Click and Clack aren't just funny guys; their National Public Radio program, "Car Talk," also sponsors a vehicle donation program that supports local public radio and television stations. The website for the Car Talk Vehicle Donation Program will even help you determine whether it's smarter to donate your car and take the tax deduction or sell it instead.
Since its beginnings as a Sunday-school class project in 1996, Crosslink International has shipped more than $45 million in medical supplies to humanitarian relief efforts worldwide. It collects a wide variety of donated items — from antihistamines, pain relievers and vitamins to bandages, gauze and toothbrushes. (It does not accept or use items past their expiration dates.)
Proms, quinceañeras and formals can be girls' dreams-come-true events – and it helps to have the right thing to wear. Hundreds of nonprofit organizations around the country collect gently worn dresses to donate to those who can't afford them; find one near you at DonateMyDress.org, a site created and maintained by Hearst Teen Network. If you don't see a dress-drive organization in your community, you can download a handbook on how to start one.
With scrap-metal prices hitting record highs, you can get rid of your junk and do a good deed at the same time by finding a local scrap-metal recycler that will donate the proceeds to charity. Example: Golden Recycling in Golden, Colo. You can, of course, also donate the proceeds on your own.

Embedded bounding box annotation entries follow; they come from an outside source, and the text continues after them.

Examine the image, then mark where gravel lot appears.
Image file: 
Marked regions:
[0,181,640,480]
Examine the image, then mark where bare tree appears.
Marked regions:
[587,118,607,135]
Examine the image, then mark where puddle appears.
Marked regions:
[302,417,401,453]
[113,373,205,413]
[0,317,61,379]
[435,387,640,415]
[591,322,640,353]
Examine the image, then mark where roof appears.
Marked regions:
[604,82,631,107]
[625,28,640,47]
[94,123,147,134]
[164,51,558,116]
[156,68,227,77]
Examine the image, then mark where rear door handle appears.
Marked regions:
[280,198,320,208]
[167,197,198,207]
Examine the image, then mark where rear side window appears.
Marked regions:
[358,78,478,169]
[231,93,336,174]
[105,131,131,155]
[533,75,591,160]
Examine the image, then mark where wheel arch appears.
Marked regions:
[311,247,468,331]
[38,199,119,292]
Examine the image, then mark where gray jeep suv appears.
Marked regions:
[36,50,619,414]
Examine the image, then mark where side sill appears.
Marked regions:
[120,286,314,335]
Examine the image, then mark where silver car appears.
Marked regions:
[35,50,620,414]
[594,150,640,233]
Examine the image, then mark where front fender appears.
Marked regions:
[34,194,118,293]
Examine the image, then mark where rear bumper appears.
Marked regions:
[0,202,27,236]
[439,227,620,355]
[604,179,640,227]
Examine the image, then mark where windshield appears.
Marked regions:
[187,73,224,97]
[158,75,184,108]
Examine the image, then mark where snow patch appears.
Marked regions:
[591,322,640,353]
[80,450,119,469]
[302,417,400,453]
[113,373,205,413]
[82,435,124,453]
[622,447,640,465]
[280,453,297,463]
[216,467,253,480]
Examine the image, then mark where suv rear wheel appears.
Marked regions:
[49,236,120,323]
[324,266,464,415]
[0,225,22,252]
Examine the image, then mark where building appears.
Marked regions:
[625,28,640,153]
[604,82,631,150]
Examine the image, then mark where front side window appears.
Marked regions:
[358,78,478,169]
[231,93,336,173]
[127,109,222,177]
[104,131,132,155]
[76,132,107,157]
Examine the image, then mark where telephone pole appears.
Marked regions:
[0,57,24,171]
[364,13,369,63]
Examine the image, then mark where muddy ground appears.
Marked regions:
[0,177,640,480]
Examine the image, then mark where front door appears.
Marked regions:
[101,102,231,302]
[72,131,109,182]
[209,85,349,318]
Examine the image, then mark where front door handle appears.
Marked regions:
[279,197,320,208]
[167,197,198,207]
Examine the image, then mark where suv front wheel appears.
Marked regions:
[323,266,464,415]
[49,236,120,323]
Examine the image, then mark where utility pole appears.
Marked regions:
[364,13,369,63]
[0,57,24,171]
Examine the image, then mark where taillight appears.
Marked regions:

WorldScopes, a philanthropic arm of the American Medical Association, collects new and gently used stethoscopes and sends them to clinics and hospitals around the world.
Bath towels in good condition can be donated to World Medical Relief (see "Bed sheets" for more information). The organization gives them to hospitals and clinics in developing nations. Or, closer to home, contact your local animal shelter; many need used towels (and blankets) as pet bedding.
Local offices of the Muscular Dystrophy Association collect wheelchairs (manual or motorized) and other gently used, durable medical equipment to redistribute them to people who need them. You can use MDA's ZIP Code Finder to locate the office nearest you.